Technological Developments during the Industrial Revolution


Scientific Revolution



Stone Age Inventions



1.      Fire
In his fight for survival, Neanderthal man had fire, which he used for light, heat, and to harden the tips of his spears.
    2.   Hand axes, scrapers, knives, awls and spear points
A souvenir sheet from Gabon, Scott 685, shows some of the standard tools, made from stone and flint, which would have been used by Neanderthal man and his Upper Paleolithic successors. A variety of hand axes, scrapers, knives, awls and spear points were in use. The hand axe, which could be held in the palm of the hand, was Neanderthal man’s Swiss army knife. He used it for cutting, scraping, butchering, prying up roots, and cleaning animal skins. Excavations at Neanderthal sites like Le Moustier in France have shown that tools were produced in specific areas, which may have been Stone Age manufacturing complexes.

    3.      Hunting
Once thought to be a scavenger incapable of hunting, Neanderthal man was, in fact, a superb hunter. Some of the animals he hunted—aurochs, cave bears, wild boars, and mammoths—were ferocious, dangerous and unpredictable.
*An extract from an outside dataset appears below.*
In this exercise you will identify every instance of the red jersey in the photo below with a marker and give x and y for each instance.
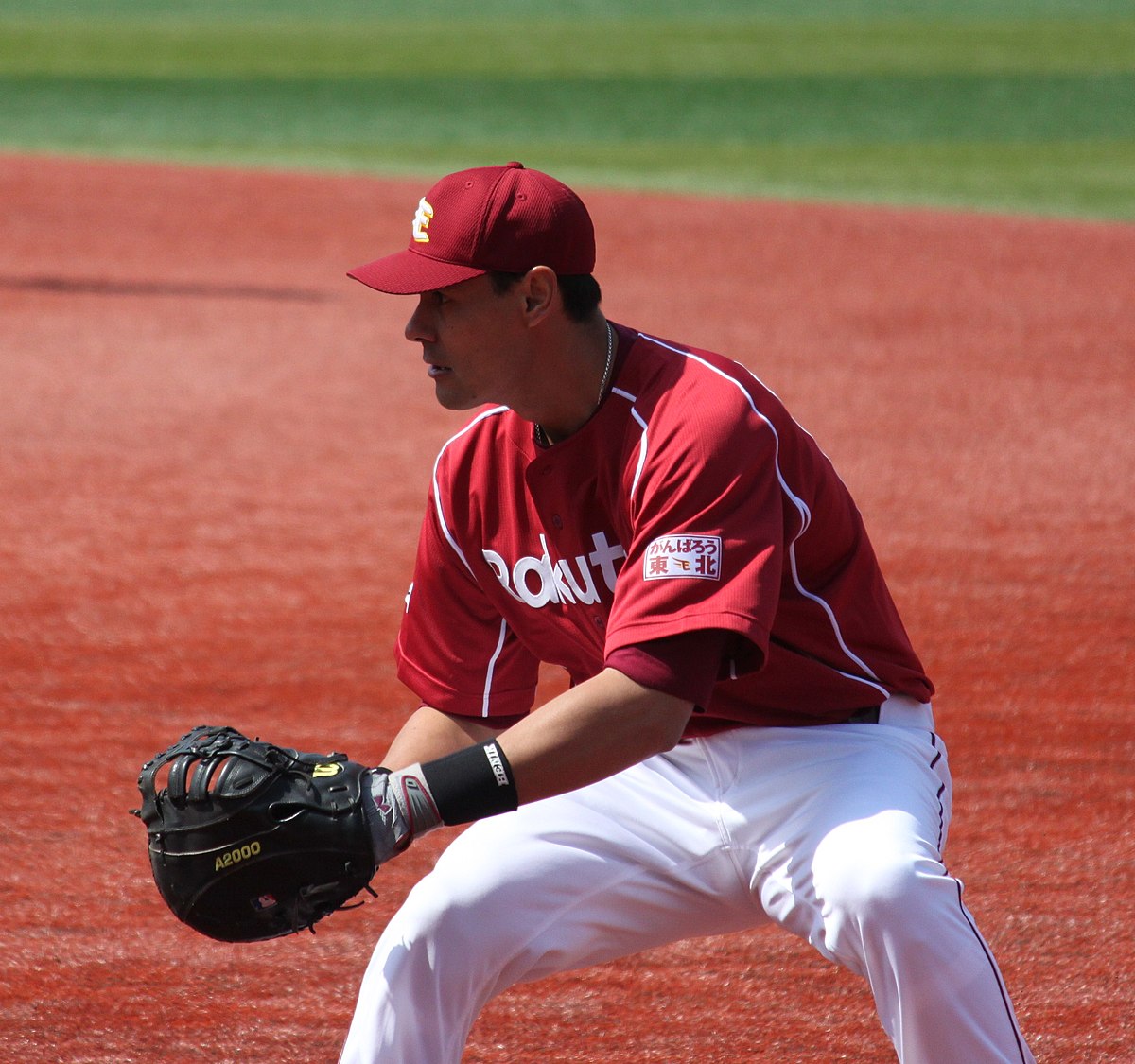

4.      Rudimentary language. The hunter subjected himself to the possibility of being mauled, mangled or killed each time he confronted his quarry. For that reason, Neanderthals hunted in groups, which afforded them greater protection. Hunters had to agree upon a plan of attack, cooperate in killing the trapped animal and, afterward, devise a means to get the carcass home. That presupposed a rudimentary language.

5.      Clothing
The skins, pelts, tusks, and antlers of dead animals were used for other needs of the clan. A North Korean first day cover shows a prehistoric woman making an item of fur clothing from an animal pelt. It took great skill to render skins supple enough to be worn as clothing.

6.      Burial
Neanderthals were the first to bury their dead. The use of red ochre played a prominent role in their burials. Bones found at many Neanderthal burial sites were stained with the red pigment. It is unknown whether the ocher furnished evidence of some sort of body painting or whether a red wrap originally covered the body but disintegrated with time, leaving its color on the bones.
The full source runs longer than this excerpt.